Quantcast

Queens lawmaker hosts mass shooting survival training after massacres in Buffalo, Texas

Queens mass shooting training
State Senator James Sanders. QNS/File

Following mass shootings at a supermarket in Buffalo and at the Robb Elementary School in Uvalde, Texas where 19 children and two teachers were slaughtered while heavily armed police waited for instructions in a hallway outside the classrooms, state Senator James Sanders is bringing back his series of active shooter defense training to educate and inform the southeast Queens community.

The first session will take place Saturday, June 25 at the Rockaway YMCA, located at 207 Beach 73rd St. in Arverne from 1 to 3 p.m.

Featured guests will include members of the NYS Division of Homeland Security, the FBI, NYPD Shield, and the Red Dawn Combat Club. Participants will learn how to escape a dangerous situation, how to recognize the warning signs of someone becoming an active shooter, the types of weapons used and how to fight off an attacker as a last resort.

Sanders said the event will be more than sitting down and listening to good information. This will be an interactive demonstration where participants will learn defense techniques to take a shooter down, just by using everyday objects that are within their reach.

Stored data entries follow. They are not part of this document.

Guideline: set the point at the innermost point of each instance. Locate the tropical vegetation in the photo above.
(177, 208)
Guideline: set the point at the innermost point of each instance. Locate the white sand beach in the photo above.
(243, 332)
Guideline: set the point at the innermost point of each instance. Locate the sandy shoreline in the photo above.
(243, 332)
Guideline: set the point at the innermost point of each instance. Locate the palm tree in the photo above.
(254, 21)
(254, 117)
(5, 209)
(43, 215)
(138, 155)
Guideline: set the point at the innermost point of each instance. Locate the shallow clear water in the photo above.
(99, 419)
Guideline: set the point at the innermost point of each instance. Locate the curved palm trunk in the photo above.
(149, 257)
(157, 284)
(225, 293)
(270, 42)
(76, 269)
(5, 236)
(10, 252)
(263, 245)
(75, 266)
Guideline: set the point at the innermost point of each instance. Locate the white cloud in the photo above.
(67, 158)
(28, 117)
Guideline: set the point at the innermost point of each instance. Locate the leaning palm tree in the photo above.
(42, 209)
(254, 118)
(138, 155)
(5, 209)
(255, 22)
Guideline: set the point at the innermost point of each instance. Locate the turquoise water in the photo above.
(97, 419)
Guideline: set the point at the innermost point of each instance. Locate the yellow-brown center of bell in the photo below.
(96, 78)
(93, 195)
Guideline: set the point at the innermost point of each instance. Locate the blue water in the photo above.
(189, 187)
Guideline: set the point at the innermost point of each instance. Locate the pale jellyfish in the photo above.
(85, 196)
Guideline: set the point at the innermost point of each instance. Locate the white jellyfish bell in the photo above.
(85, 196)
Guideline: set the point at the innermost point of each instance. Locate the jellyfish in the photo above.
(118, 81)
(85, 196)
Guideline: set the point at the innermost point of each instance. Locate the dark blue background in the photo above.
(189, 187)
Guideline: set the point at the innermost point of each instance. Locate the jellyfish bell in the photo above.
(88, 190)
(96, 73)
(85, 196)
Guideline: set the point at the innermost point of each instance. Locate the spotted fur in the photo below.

“Hopefully, this never happens to you, but if it does, you better have a plan,” Sanders said. “Most people don’t live because they are not prepared to live. They don’t think about it, and therefore they don’t know what to do.”

Now serving in his fourth term in Albany, the U.S. Marine Corps veteran said victims in mass shooting events across the country in recent years never imagined they would be caught in a mass casualty event and it is time to adopt a more proactive mindset, one in which everyone asks themselves — could I be next?

“Committed people who are serious, especially if they are trained, can absolutely take an attacker down,” Sanders said. “This information that we are bringing to you is not meant to scare you, but to do the opposite — to allow us to live. We live in an America that is awash in guns. There are more guns than people, and yet with all these guns, we feel less and less safe.”